IN 'ME AND EARL AND THE DYING GIRL', A COMFORT ZONE THAT CANNOT LAST

The "me" in Me And Earl And The Dying Girl is a Pittsburgh teenager named Greg, a gangly, sarcastic young man - not quite a misfit, but also not a member of any recognizable high school social grouping - with a special fondness for movies. Greg (Thomas Mann) and Earl (RJ Cyler), his best friend since childhood, spend their spare time remaking classic films on video, using stopmotion animation and silly costumes and giving the results groan-inducing punny titles. (Samples from their extensive catalog include The 400 Bros, Monorash and Eyes Wide Butt.)

Their do-it-yourself hobby is a technologically updated, highbrow variation on the "Sweding" practiced by Jack Black and Yasiin Bey (then known as Mos Def) in Michel Gondry's 2008 film Be Kind Rewind. But Me And Earl And The Dying Girl, directed by Alfonso Gomez-Rejon and adapted by Jesse Andrews from his own young-adult novel, doesn't dabble in trippy Gondryesque surrealism. It has its quirks and improbabilities, but its sensibility is earnest and earthbound. Nor does it have much in common with the Criterion Collection canon that inspires Earl and Greg's acts of homage. The kind of movie they inhabit - a terminal teen melodrama, a bittersweet coming-of-age story, a wishful tale of interracial friendship - is not the kind of movie they'd be likely to imitate.

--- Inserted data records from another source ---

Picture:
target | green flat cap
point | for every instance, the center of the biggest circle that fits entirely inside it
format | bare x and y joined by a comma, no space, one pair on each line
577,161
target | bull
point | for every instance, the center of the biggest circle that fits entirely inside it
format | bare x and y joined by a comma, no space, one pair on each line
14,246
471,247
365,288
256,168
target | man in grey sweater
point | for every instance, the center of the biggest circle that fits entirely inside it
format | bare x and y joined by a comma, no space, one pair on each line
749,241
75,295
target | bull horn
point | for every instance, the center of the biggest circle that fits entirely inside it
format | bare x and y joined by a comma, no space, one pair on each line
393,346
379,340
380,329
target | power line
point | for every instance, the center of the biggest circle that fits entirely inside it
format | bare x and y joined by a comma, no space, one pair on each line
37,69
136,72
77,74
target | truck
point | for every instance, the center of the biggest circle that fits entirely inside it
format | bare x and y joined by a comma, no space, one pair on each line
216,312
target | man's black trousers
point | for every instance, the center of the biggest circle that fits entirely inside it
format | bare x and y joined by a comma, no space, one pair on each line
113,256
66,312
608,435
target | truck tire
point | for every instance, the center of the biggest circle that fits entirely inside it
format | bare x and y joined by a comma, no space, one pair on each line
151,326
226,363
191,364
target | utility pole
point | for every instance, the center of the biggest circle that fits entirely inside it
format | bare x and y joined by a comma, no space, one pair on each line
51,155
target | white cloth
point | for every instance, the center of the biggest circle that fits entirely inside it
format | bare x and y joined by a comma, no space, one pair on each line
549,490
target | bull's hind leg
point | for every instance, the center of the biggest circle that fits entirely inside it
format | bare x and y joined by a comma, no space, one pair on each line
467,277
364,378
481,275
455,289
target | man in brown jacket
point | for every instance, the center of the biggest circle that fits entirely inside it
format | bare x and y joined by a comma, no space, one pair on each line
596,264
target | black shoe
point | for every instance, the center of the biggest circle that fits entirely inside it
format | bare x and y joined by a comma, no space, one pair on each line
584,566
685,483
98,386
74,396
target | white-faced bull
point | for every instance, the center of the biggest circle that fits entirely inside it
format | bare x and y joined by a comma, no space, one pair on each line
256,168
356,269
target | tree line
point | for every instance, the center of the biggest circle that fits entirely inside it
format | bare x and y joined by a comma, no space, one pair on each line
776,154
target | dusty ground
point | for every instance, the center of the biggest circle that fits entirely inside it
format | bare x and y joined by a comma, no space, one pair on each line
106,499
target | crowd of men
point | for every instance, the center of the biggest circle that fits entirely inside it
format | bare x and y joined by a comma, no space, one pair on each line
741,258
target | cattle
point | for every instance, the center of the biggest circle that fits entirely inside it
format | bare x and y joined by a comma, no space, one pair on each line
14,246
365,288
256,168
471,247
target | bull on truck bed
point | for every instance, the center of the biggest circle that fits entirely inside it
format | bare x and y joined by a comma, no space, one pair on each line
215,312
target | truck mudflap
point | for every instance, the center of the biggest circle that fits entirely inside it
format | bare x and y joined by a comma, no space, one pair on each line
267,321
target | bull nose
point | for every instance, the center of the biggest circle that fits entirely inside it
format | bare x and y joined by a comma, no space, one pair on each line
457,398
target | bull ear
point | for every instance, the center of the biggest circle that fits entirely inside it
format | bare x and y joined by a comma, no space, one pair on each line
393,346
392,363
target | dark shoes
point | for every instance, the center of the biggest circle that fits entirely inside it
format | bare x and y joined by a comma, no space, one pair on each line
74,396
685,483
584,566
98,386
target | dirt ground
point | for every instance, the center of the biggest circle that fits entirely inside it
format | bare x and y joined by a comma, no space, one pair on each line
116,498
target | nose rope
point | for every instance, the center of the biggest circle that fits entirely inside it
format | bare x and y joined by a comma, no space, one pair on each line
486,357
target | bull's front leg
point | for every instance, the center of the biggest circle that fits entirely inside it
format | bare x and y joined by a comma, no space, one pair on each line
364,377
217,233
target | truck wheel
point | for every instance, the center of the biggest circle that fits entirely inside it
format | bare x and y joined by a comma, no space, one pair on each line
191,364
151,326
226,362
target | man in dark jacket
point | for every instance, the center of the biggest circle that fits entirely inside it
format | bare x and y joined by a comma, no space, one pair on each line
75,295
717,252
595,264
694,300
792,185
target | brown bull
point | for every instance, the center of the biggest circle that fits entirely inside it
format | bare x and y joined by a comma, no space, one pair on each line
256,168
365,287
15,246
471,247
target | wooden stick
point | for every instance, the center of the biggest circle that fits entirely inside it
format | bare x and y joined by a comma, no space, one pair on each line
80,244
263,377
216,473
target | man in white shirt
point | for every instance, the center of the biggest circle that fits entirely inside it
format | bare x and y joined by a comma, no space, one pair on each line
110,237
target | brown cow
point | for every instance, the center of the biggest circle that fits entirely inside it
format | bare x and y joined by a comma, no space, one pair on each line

On paper, Me And Earl And The Dying Girl should be dreadful. That's not quite fair. On paper, Mr. Andrews's book is lovely: sensitive and rueful and attuned to both the solipsism and the ethical seriousness of adolescence. But it's also full of the sort of themes, emotions and situations that can turn maudlin and embarrassing on the way from page to screen. The self-conscious narrator, the kooky parents and above all the dying girl - these elements are likely to raise alarms among grown-up admirers of the auteurs whom Earl and Greg mock and revere.

Speaking as one such cinephile, I will confess to experiencing some irritation at the start. But I found that my resistance slowly but decisively crumbled, thanks to Mr. Gomez-Rejon's warm, low-key direction and the perceptive, lived-in performances of Mr. Mann, Mr. Cyler and Olivia Cooke as Rachel, the film's third title character and its riskiest proposition.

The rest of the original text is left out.